JU – A recém-aprovada reforma trabalhista seria um desses efeitos deploráveis que o senhor citou?
Beluzzo – Sem dúvida. É ridículo o governo fazer a afirmação de que essa reforma gerará emprego. No mundo inteiro as reformas trabalhistas redundaram em precarização do trabalho e perda de qualidade de vida dos assalariados. Isso aconteceu na Espanha, Itália e Portugal, sendo que Portugal melhorou um pouco recentemente. No fundo, as reformas trabalhistas são realizadas com o argumento de se ganhar competitividade. Só que o ganho de competitividade não se realiza e você acaba precarizando o emprego. Isso enfraquece o poder de barganha dos trabalhadores. Para se colocar o negociado sobre o legislado seria preciso ter uma estrutura sindical diferente, fortalecida.

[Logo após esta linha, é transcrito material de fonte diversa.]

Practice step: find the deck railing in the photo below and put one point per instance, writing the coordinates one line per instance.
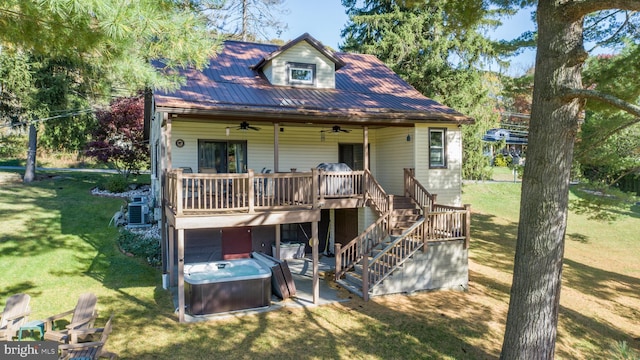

JU – E quanto à reforma da Previdência?
Beluzzo – Nós temos questões no sistema previdenciário brasileiro, como as diferenças gritantes entre o regime próprio, que é dos funcionários públicos, e o regime geral. Há uma distância muito grande entre eles, e isso é um fator que aprofunda as desigualdades. Outra questão é que nós estamos avançando na direção de uma transformação tecnológica e econômica que promoverá a redução da demanda de trabalho. Isso nos obrigará a criar um sistema previdenciário não para os mais velhos, mas para os que estarão empregados, mas não terão renda suficiente para comprar os produtos que a indústria gerará. Então, nós teremos além de um problema econômico, também um problema social. Nós vamos ter que criar um programa de renda básica de cidadania, como defendia o ex-senador Eduardo Suplicy. O debate sobre esse tema está ocorrendo no mundo inteiro. Nós, porém, estamos fazendo uma coisa muito atrasada.

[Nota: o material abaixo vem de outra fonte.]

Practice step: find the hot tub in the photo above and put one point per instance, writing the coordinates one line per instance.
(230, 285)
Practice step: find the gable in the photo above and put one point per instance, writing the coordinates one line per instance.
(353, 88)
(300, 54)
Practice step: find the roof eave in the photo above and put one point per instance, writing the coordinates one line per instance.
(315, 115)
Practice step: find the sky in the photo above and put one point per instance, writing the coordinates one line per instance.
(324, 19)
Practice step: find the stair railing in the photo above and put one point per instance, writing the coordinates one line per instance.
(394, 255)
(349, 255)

JU – Não é um futuro alentador, não é?
Beluzzo – Eu estava conversando ontem com meu filho, dizendo que estava preocupado com o futuro dele e do meu neto. Não quero parecer pessimista, mas disse que ele terá que lutar para manter as condições de vida decente para um cidadão brasileiro. O governo já está dizendo que se não conseguir aprovar a reforma da Previdência, terá que cortar recursos da educação. Isso é de uma insensatez e de um desconhecimento total de como funciona o orçamento numa sociedade democrática. O orçamento é um âmbito em que você decide quem paga e quem recebe.
Aqui, quem paga para si mesmo são os mais pobres. São eles que dão a maior receita fiscal através dos impostos indiretos. Os ricos pagam pouco. Mas alguém discute isso? Não há interesse. O que me mais me preocupa é esse arranjo social e a manifestação de poder dessas camadas que não têm identidade com a população mais pobre. O rentismo, aqui, se dá numa relação de predação. A ordem é tirar tudo o que puder e, de preferência, transferir para um paraíso fiscal ou ir para Miami. Isso é inequívoco, é o ponto central.
JU – Em 2018 nós teremos eleições gerais, exceto no plano municipal. É possível ter esperança de mudanças a partir desse pleito?
Beluzzo – É uma esperança. Esperança, por exemplo, de recuperação sobre a economia. Isso vai exigir que tenhamos candidaturas que sejam capazes de fazer isso. Acho que temos. Não se vai eliminar o conflito, mas a eleição dará legitimidade para o governo tomar as decisões que precisam ser tomadas. Hoje, o governo não tem legitimidade e adota medidas que são contra as aspirações da maioria da população. Nesse sentido, a eleição é uma esperança. Nesse quadro, fica muito mais difícil fazer com que o mercado financeiro e seus asseclas imponham uma política econômica ao governo.
Aliás, é preciso ter claro que é um movimento de parcela da sociedade, mas que se expressa através de duas instituições: mercado financeiro e mídia. Enquanto não tiver democratização da mídia, fica difícil. Não se trata de propor a estatização da Rede Globo. É preciso criar pontos divergentes. Nenhum país do mundo pode ter democracia com uma concentração midiática deste tamanho.